By Stuart Pfeifer, Los Angeles Times
Trang Van Dinh, 63, is sentenced to 46 months in federal prison for filing nearly 200 fraudulent tax returns in the names of people who had applied for public assistance.
A former Los Angeles County welfare worker was sentenced Monday to 46 months in federal prison for filing nearly 200 fraudulent tax returns in the names of people who had applied for public assistance.
Trang Van Dinh of El Monte pleaded guilty in February to two felony counts of filing false tax returns, admitting that he used needy clients' personal information to file false tax returns in their names in 2009 and 2010.
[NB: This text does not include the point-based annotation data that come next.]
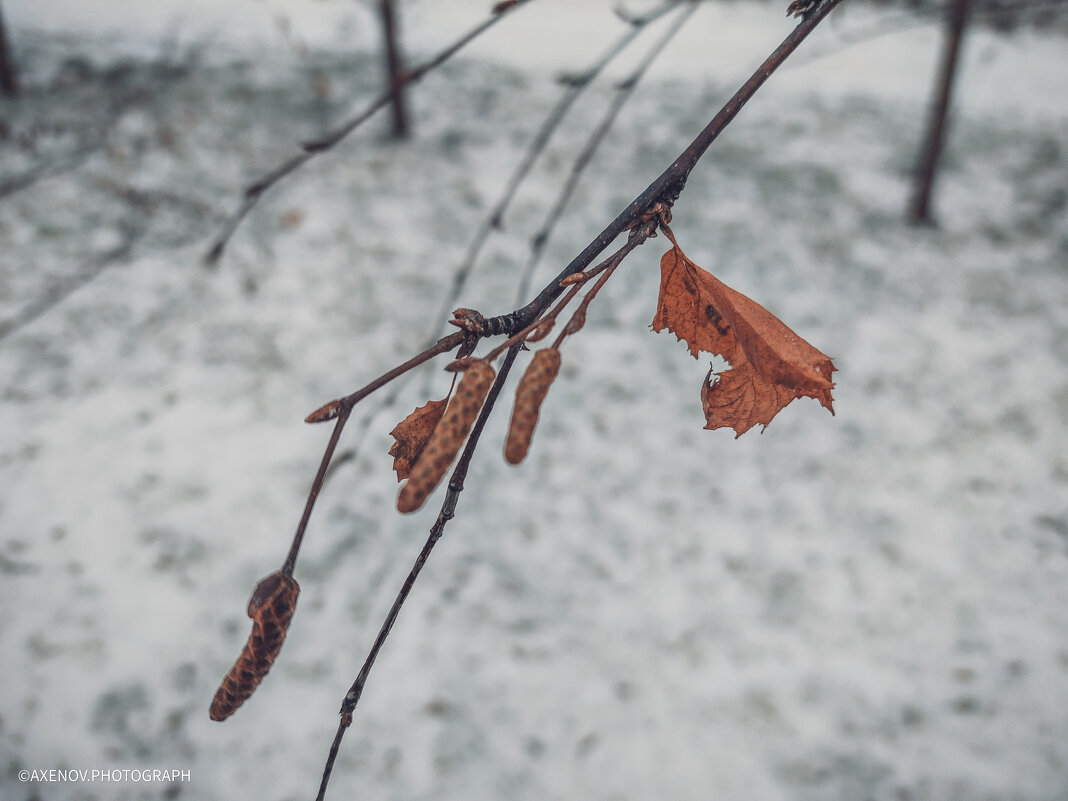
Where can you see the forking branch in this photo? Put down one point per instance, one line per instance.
(641, 220)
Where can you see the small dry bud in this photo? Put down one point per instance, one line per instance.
(325, 412)
(542, 331)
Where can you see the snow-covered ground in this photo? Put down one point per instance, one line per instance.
(872, 606)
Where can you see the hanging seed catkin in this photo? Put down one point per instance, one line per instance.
(270, 608)
(448, 437)
(529, 396)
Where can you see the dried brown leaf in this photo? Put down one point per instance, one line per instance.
(770, 364)
(412, 434)
(448, 437)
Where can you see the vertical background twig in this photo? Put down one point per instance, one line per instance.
(9, 79)
(394, 67)
(933, 143)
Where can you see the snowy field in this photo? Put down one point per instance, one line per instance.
(870, 606)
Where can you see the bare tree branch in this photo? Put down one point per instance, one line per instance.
(311, 148)
(933, 142)
(641, 217)
(624, 93)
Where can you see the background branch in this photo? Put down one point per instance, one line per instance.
(643, 211)
(311, 148)
(624, 92)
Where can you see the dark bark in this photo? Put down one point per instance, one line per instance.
(9, 80)
(394, 65)
(930, 154)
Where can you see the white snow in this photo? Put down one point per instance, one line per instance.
(870, 606)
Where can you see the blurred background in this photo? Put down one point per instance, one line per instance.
(870, 606)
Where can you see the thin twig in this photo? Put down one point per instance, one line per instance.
(671, 182)
(311, 148)
(624, 92)
(640, 217)
(341, 409)
(446, 513)
(576, 85)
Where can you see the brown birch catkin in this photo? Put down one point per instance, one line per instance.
(270, 608)
(529, 396)
(448, 437)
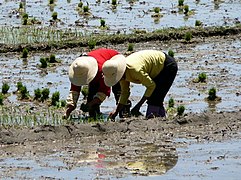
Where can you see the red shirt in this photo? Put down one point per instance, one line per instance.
(101, 55)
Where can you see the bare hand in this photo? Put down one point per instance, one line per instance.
(68, 111)
(112, 116)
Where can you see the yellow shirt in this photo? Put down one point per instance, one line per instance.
(141, 68)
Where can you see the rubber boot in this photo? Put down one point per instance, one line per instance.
(126, 111)
(94, 112)
(155, 111)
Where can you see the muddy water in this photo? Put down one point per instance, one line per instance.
(126, 16)
(219, 59)
(192, 161)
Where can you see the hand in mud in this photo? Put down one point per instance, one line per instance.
(112, 116)
(135, 112)
(84, 107)
(68, 111)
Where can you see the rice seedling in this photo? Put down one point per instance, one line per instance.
(55, 98)
(212, 94)
(85, 91)
(157, 10)
(171, 53)
(186, 9)
(5, 88)
(37, 94)
(180, 2)
(188, 36)
(180, 110)
(43, 62)
(25, 53)
(102, 23)
(1, 99)
(55, 16)
(80, 4)
(130, 47)
(198, 23)
(20, 5)
(24, 93)
(91, 44)
(202, 77)
(52, 58)
(86, 9)
(171, 103)
(45, 94)
(113, 2)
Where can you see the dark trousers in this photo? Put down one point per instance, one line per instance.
(116, 89)
(163, 82)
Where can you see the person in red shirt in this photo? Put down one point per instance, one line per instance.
(87, 70)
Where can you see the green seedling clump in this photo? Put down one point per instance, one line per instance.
(180, 110)
(188, 36)
(51, 1)
(86, 9)
(43, 62)
(102, 23)
(198, 23)
(171, 53)
(21, 5)
(1, 99)
(130, 47)
(212, 94)
(157, 10)
(55, 98)
(113, 2)
(85, 91)
(171, 103)
(186, 9)
(55, 16)
(91, 44)
(37, 94)
(202, 77)
(24, 94)
(180, 2)
(45, 94)
(5, 88)
(80, 5)
(25, 53)
(52, 58)
(19, 85)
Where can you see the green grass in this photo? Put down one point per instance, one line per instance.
(46, 38)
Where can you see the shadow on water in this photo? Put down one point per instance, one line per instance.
(87, 162)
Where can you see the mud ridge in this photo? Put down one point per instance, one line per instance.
(203, 126)
(142, 36)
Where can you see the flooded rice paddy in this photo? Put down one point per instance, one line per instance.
(126, 16)
(201, 146)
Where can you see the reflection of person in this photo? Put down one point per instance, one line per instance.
(87, 70)
(151, 68)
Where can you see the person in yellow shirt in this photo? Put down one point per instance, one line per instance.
(152, 68)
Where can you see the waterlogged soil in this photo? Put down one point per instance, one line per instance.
(125, 17)
(40, 145)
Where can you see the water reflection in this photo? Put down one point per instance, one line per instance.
(142, 159)
(86, 160)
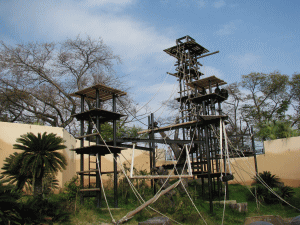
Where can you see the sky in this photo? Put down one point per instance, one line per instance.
(252, 36)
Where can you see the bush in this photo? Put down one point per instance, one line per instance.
(37, 210)
(266, 195)
(9, 207)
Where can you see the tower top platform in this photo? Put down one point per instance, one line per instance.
(186, 43)
(105, 92)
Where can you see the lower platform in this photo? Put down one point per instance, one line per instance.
(99, 149)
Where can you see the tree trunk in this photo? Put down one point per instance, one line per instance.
(38, 186)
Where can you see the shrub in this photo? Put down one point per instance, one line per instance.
(265, 194)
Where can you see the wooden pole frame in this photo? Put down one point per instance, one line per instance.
(189, 175)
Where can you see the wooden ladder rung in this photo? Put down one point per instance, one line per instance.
(161, 176)
(87, 135)
(96, 170)
(87, 171)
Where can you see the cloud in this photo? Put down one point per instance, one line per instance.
(219, 4)
(248, 61)
(229, 28)
(56, 21)
(211, 71)
(201, 3)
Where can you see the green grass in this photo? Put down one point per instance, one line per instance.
(182, 209)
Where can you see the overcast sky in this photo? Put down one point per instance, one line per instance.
(252, 36)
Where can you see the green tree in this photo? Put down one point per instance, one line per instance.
(270, 130)
(36, 79)
(268, 96)
(12, 172)
(40, 156)
(9, 205)
(295, 92)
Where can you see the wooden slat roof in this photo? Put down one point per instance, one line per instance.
(204, 83)
(193, 46)
(105, 92)
(194, 123)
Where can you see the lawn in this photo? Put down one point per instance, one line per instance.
(181, 209)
In addition to the prison time, U.S. District Judge Jacqueline Nguyen ordered the 63-year-old Dinh to pay $667,000 in restitution to the Internal Revenue Service for refunds he received through the scheme.
Dinh spent 10 years as an eligibility worker for the county's Department of Public Social Services, helping determine whether needy people were entitled to welfare and other public assistance.
The judge noted that Dinh "preyed on vulnerable people" who were indigent and seeking help. Several victims said their tax refunds were delayed because Dinh had secretly filed false returns in their names.
Dinh's attorney, Neha Mehta of the federal public defender's office, had argued for a sentence of one year in prison followed by home confinement for six months. She said her client was an otherwise law-abiding person who stole the money to support a gambling problem that had developed because of marital problems. She said Dinh lost his job as a result of his conviction.
In a letter to the court, Dinh acknowledged wrongdoing. "I did an unforgivable thing.… I deserve to be punished," he said in the letter.
Dinh flew fighter jets for South Vietnam during the Vietnam War, according to his attorney, Mehta. After South Vietnam was defeated in 1975, Dinh was arrested by the North Vietnam government and sentenced to eight years of hard labor for treason. He moved to the United States in 1993 and was tormented by the atrocities of the war and his subsequent imprisonment, she said.